Merkwürdige Vorstellung, die die SPD-Fraktion da während der Haushaltsberatung des Stadtrats am 14.2.2012 zur Debatte brachte.
Dabei ist eine solche Haltung nur schlüssig - wenn man das neue Haushaltssystem einigermaßen ernst nimmt.
Zur Veranschaulichung trug SPD-Fraktionsvorsitzender Dr. Christoph Lanzendörfer für seine Fraktion folgendes Szenario vor:

Nehmen wir an, wir sind teil eines Sportvereins. Der hat ein schmuckes Vereinshäuschen, Wert etwa € 200.000. Da es gerade renoviert wurde, wird es noch 20 Jahre halten.
Die Vereinsmitglieder bringen € 50.000 Beiträge zusammen auf. Davon sollen ausgegeben werden:
7.500 für Zinsen und Abtrag
7.500 für Nebenkosten wie Heizung und Strom
20.000 für Übungsleiterstunden
10.000 für Verbrauchsmaterialien
Für den Rest von 5.000 € möchte der Verein für seine Jugendlichen eine schöne Fahrt zu einem Sportfest in der Partnerstadt organisieren, eine „freiwillige Leistung“.
Den Einnahmen von € 50.000 stehen also geplante Ausgaben von € 50.000 gegenüber.

Der Haushalt wird dem Kreissportbund vorgelegt - und abgelehnt: Er sei nicht ausgeglichen! Denn da das Vereinshaus noch 20 Jahre halte, müssten jährlich € 10.000 an „Abschreibung“ auf die Ausgabenseite. Damit stünden € 60.000 Einnahmen von nur € 50.000 gegenüber. Der Auftrag: Kürzung bei den freiwilligen Ausgaben, damit der Haushalt „ausgeglichen“ sei.

Absurd, nicht? Finden wir auch.

Im Haushalt finden sich unter der Nr. 5411 an Abschreibungen für Straßen € 572.000. Geld, das wir formell ausgeben, aber in Wirklichkeit überhaupt nicht ausgeben. Ein rechnerischer Posten. Den kann man auch nicht kürzen oder zusammenstreichen, denn im Gegensatz zu den anderen Ausgaben unterliegt diese Abschreibung einer gesetzlichen Vorgabe.
Wir führen also in unserem Haushalt Beträge, die wir überhaupt nicht realisieren. Dem stehen Werte gegenüber, die - theoretisch zumindest - auf einem Markt einen Wert darstellen.
Und daher kam die SPD auf die Idee, rein pro forma einen Betrag von € 880.000 für die Straße „Sulinger Straße“ als Verkaufserlös anzusetzen. Damit wäre der Haushalt ausgeglichen. Ein reiner Haushaltstrick also.

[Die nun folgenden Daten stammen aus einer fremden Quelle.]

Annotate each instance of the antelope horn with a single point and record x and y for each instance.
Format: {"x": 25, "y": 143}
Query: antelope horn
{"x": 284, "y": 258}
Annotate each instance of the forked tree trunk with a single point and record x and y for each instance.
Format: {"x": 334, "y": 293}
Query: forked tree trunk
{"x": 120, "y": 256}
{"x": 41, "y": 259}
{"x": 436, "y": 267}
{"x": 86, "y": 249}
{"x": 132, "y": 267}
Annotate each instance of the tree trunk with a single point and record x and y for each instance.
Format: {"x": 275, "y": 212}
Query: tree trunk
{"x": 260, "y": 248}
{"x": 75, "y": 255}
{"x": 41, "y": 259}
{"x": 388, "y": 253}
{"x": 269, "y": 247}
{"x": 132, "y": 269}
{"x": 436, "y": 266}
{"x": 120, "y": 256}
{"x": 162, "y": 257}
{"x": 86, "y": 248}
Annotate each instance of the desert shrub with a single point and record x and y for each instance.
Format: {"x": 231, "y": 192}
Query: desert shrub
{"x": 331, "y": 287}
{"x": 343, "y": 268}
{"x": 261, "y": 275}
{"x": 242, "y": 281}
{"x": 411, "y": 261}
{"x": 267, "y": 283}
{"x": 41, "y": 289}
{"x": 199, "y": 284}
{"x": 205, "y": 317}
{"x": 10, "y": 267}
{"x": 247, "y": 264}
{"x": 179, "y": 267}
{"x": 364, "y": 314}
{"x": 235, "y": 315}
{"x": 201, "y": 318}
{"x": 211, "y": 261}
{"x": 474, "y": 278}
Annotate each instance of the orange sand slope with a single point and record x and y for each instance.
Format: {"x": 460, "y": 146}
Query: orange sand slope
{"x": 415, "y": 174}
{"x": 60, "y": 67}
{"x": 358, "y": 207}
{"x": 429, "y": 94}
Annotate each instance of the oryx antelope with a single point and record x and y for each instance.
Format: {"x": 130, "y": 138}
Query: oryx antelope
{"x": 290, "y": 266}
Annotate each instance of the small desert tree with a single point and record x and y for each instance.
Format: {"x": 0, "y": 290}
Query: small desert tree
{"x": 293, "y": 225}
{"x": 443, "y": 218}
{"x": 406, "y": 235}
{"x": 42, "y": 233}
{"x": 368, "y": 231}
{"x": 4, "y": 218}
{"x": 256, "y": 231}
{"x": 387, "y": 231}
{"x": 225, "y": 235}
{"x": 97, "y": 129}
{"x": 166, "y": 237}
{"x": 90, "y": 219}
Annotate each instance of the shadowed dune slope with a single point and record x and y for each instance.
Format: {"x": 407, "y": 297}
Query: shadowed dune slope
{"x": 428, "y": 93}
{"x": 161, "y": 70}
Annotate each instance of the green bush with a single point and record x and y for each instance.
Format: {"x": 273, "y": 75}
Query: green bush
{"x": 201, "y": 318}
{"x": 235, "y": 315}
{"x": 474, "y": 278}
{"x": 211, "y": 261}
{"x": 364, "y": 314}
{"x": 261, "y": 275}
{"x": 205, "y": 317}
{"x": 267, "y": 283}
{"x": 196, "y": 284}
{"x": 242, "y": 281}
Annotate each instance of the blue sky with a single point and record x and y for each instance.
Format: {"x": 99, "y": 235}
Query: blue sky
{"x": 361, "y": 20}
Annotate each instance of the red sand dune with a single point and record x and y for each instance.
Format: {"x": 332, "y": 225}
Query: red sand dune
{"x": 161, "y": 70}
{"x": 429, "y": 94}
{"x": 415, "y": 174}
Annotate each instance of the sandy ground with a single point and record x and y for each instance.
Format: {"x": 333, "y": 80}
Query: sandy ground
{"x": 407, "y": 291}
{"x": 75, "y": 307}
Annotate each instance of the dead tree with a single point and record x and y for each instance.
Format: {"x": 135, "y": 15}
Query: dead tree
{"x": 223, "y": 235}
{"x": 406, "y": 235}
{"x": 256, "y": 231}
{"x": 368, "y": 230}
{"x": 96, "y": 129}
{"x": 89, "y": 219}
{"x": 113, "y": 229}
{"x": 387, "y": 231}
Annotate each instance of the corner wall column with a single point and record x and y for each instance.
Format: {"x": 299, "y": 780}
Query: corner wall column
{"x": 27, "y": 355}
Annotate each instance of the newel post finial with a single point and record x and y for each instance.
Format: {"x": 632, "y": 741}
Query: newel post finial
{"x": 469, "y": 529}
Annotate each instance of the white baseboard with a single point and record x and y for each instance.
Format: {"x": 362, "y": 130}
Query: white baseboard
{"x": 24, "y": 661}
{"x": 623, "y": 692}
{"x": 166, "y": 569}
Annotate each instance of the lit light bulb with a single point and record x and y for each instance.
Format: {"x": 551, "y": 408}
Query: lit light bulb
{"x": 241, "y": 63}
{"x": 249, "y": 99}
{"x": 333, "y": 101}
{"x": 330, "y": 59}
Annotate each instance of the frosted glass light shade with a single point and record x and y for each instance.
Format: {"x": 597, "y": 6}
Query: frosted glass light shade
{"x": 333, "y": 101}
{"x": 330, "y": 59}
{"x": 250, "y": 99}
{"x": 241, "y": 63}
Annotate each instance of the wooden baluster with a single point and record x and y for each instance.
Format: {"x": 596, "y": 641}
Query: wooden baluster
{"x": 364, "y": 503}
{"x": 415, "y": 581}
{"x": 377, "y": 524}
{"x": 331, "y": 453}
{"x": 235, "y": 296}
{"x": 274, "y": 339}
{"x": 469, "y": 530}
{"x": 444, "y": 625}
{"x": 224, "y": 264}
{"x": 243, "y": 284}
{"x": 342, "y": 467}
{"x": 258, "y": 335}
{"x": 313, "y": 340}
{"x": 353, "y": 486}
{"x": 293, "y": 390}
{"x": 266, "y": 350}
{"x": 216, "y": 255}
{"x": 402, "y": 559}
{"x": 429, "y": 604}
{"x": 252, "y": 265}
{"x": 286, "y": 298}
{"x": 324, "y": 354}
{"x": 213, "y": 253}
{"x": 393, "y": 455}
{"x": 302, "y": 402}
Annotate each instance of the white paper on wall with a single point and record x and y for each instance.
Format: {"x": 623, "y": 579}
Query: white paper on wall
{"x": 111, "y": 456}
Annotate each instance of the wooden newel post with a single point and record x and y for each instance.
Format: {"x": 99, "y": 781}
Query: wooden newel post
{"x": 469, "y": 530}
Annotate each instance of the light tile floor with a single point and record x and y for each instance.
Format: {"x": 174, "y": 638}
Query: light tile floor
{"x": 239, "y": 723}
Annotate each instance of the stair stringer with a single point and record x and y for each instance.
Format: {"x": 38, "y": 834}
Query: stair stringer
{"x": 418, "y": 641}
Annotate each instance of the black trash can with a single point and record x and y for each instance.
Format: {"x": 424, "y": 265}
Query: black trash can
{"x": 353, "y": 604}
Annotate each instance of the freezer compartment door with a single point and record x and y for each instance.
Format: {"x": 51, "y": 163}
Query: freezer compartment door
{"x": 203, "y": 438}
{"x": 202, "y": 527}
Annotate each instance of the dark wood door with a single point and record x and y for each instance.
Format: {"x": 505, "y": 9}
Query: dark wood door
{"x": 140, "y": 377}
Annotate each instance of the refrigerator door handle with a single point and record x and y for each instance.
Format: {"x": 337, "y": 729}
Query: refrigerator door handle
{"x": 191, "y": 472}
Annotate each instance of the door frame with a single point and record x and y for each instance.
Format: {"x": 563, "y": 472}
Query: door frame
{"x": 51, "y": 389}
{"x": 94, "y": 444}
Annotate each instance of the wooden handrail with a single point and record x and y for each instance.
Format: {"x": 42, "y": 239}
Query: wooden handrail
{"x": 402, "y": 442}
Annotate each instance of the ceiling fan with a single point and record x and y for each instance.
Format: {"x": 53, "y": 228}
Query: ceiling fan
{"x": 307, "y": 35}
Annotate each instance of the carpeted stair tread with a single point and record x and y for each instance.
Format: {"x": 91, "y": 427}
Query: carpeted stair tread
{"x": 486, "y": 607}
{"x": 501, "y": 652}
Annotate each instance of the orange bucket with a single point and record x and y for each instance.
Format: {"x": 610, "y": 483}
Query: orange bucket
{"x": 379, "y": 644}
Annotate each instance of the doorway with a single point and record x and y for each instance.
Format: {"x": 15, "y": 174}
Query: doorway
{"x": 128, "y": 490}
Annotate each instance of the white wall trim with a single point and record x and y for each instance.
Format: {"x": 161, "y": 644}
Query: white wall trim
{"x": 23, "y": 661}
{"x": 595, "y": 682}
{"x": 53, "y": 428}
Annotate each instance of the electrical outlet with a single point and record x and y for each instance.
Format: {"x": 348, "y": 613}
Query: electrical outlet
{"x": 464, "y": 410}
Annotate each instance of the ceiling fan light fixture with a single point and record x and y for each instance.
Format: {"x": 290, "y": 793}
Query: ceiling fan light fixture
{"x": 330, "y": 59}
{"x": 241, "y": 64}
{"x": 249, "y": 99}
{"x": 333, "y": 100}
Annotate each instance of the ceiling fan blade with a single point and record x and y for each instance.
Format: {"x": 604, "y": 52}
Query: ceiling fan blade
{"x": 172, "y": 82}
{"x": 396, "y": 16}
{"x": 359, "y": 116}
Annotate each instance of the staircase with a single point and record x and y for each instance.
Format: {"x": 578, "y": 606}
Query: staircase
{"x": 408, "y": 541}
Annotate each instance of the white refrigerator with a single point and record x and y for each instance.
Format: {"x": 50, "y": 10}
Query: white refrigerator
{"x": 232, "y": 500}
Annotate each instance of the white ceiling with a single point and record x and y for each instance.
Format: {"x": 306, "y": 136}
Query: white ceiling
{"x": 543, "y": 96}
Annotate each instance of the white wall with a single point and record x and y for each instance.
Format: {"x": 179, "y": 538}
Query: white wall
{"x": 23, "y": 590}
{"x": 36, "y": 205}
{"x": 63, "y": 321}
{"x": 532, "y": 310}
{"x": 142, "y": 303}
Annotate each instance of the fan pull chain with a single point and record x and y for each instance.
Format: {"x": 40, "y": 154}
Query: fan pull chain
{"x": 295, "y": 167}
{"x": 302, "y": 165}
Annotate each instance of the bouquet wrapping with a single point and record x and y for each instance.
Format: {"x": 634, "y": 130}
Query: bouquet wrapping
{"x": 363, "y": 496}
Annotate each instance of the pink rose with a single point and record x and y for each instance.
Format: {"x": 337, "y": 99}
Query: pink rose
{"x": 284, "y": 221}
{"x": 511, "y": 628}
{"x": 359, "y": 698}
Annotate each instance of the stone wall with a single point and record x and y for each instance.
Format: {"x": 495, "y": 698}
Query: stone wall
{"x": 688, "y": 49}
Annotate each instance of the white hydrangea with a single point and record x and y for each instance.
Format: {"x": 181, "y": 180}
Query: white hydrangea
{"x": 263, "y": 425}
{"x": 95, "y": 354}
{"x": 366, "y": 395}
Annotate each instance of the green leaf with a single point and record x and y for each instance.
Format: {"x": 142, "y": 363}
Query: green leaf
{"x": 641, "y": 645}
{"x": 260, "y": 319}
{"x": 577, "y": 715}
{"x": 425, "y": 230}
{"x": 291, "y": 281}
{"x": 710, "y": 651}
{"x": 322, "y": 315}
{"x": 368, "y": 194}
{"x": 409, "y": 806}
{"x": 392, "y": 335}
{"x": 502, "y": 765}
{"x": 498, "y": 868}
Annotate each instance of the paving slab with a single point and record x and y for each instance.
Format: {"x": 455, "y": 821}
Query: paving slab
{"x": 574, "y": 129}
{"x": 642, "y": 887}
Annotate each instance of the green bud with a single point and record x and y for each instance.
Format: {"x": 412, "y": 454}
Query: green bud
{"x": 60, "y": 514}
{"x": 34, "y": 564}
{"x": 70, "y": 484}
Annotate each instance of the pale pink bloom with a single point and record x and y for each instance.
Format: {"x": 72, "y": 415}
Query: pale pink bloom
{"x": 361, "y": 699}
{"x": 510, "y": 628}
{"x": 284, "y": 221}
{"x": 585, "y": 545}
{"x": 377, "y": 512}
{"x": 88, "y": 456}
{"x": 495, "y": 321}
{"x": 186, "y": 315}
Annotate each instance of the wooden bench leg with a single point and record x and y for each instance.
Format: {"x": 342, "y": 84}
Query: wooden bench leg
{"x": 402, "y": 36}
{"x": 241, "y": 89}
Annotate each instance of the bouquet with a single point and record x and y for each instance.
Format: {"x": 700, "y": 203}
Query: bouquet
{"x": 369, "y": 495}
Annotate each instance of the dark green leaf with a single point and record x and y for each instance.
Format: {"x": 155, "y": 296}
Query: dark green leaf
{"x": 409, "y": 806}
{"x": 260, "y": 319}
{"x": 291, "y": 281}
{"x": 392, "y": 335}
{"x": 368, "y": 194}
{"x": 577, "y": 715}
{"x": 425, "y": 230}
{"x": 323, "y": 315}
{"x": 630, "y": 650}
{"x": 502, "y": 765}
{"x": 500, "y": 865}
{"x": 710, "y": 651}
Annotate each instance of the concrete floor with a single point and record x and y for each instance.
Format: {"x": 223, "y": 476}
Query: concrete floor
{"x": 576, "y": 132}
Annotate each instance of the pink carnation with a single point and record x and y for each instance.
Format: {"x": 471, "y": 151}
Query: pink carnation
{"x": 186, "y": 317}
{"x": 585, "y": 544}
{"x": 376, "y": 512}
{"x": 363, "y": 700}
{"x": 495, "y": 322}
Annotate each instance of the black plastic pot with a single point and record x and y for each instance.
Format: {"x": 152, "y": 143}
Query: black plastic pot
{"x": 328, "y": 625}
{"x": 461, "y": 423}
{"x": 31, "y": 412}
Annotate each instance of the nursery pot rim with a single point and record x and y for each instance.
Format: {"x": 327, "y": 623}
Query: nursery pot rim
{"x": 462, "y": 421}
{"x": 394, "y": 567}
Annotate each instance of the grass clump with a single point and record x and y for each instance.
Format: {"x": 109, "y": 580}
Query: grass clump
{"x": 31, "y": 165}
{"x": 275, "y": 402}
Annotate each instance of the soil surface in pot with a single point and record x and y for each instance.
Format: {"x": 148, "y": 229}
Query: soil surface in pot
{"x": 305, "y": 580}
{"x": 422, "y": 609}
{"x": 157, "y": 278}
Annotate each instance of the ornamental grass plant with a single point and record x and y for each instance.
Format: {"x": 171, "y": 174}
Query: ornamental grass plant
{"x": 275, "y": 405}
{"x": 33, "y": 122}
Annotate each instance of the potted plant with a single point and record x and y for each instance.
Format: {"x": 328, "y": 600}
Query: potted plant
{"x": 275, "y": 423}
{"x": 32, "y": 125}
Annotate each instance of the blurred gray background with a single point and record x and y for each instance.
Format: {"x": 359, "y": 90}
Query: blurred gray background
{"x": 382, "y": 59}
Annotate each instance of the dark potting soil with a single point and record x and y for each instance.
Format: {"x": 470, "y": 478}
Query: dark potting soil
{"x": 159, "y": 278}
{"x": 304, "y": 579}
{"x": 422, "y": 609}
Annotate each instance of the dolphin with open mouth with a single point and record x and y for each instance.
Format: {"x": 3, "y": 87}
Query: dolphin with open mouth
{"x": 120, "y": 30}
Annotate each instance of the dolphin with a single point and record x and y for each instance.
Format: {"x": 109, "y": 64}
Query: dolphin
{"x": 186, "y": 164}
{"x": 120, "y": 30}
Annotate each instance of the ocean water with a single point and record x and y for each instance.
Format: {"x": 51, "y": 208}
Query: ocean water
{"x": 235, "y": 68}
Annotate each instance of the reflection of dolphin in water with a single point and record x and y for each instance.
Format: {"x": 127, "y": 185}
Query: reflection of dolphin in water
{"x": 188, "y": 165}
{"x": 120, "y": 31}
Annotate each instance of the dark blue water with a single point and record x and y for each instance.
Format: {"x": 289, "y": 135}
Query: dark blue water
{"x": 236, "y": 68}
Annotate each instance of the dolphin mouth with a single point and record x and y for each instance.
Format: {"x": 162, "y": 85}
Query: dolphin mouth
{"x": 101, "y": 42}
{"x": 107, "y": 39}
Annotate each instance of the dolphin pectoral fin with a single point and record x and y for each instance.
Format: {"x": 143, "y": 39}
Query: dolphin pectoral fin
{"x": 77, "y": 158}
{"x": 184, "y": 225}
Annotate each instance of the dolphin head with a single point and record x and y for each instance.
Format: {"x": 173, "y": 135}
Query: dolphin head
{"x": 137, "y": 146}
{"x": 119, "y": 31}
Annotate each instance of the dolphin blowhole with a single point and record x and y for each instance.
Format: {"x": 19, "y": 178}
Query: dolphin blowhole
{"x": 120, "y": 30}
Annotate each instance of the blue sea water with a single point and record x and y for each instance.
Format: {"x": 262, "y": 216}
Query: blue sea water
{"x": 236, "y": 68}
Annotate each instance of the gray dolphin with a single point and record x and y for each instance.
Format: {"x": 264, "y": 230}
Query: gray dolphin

Die Gehwege sollen übrigens zu einem späteren Zeitpunkt veräußert werden… Auf der Ratssitzung ging es nur um die Straße.

Dass, übrigens, Straßen durchaus zu verkaufen sind, bewies der direkt folgende Tagesordnungspunkt auf der Sitzung des Stadtrates. Dort wurde nämlich in Wedehorn ein Weg entwidmet, der jetzt verkauft werden soll. Das Prinzip hat der Stadtrat also schon verstanden…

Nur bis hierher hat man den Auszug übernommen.